The refectory here at Sacred Heart serves french fries not infrequently. While this is hardly surprising, one thing about their french fry service does stand out as strange: They rarely serve standard french fries. There are steak fries, curly fries, crinkle-cut fries, sweet potato fries, potato wedges, even tater tots, (admittedly, not a french fry, but a close relative in the fried-spud family). Hardly ever, though, do I see the standard cut, fast-food style french fry, the fry I’m used to, the fry I would expect.
It occurs to me that this experience is a silly microcosm of my deeper, spiritual experience since coming to Sacred Heart. That is, just as my standard french fry expectations have been defied and met with a richer, more complex, and varied fried potato experience, so too have my spiritual expectations been defied and met with something more than I was expecting. I came to Sacred Heart feeling fairly confident and comfortable about where I was and where I was going. I already knew what seminary life looked like from the time my brother had spent here; I had already experienced high-level academics; I was already in the habit of daily Mass and prayer; and I had read lots of the books that good Catholics are supposed to read. I thought I had done the hard work in the process of discerning to enter seminary and that once I got there the going would be fairly smooth.
But when I started at Sacred Heart, it was different than I expected; they weren’t just serving the spiritual fare I was used to. Instead, Jesus had prepared something more complex for me, and it was served in the form of challenges. There was the challenge of being a student again after years off, the challenge of adjusting to the demands of community life and our program of formation, and especially, there was the challenge of looking more closely at myself than I ever had and becoming truly vulnerable before God in the deep openness of spiritual direction. Seminary, as it turns out, is hard, harder than I expected. And that’s a good thing. Through these challenges, Jesus has revealed to me in a new way the reality of my own weakness and my need to depend on him for everything. At the same time, by bringing me through these challenges, he has also brought me to a deeper awareness of his unfailing support and inexorable love. My new spiritual diet helped me to realize that I had been living all too often according to the lie that I could make myself enough if I did enough. The focus had been on me and my own ability, which led either to pride in success or despondency in failure and pressure the whole time. Jesus came mercifully into this admixture of pride and fear, gently breaking down my walls of self-reliance, and showing me that, while I am unable to be enough on my own, I do not need to be anything on my own. Rather, I can simply be his. And if I am his, I will be everything I desire to be, everything I was created to be, fully myself.
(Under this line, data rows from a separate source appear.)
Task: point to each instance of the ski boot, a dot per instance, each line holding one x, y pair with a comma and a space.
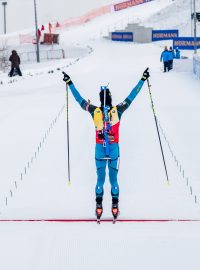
115, 209
99, 209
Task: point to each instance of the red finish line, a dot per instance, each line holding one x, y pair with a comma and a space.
102, 220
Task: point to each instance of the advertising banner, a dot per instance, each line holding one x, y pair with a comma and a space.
130, 3
122, 36
186, 43
164, 34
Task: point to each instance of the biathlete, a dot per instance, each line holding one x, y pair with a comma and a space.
107, 137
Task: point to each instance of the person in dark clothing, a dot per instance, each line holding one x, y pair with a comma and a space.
171, 57
15, 62
165, 58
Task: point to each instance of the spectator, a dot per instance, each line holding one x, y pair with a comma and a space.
171, 57
177, 53
15, 62
165, 58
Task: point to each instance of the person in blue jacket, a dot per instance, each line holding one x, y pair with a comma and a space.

Thus, in the very realization of my frailty, I am finding freedom, freedom from the demand to establish myself, freedom from the fear that I won’t ever be enough. For the Lord has already established me, and by his love he establishes me anew every day, bringing me to “the glorious liberty of the children of God” (Rom 8:21). I am coming to know in reality that his grace is sufficient for me, and his strength is made perfect in my weakness (2 Cor 12:9).
Sacred Heart hasn’t offered me what I expected, either in the refectory or in my spiritual life. Instead, it has given me much more, more to be nourished by and grow from, and I thank the Lord for it. After all, who doesn’t like a good curly fry?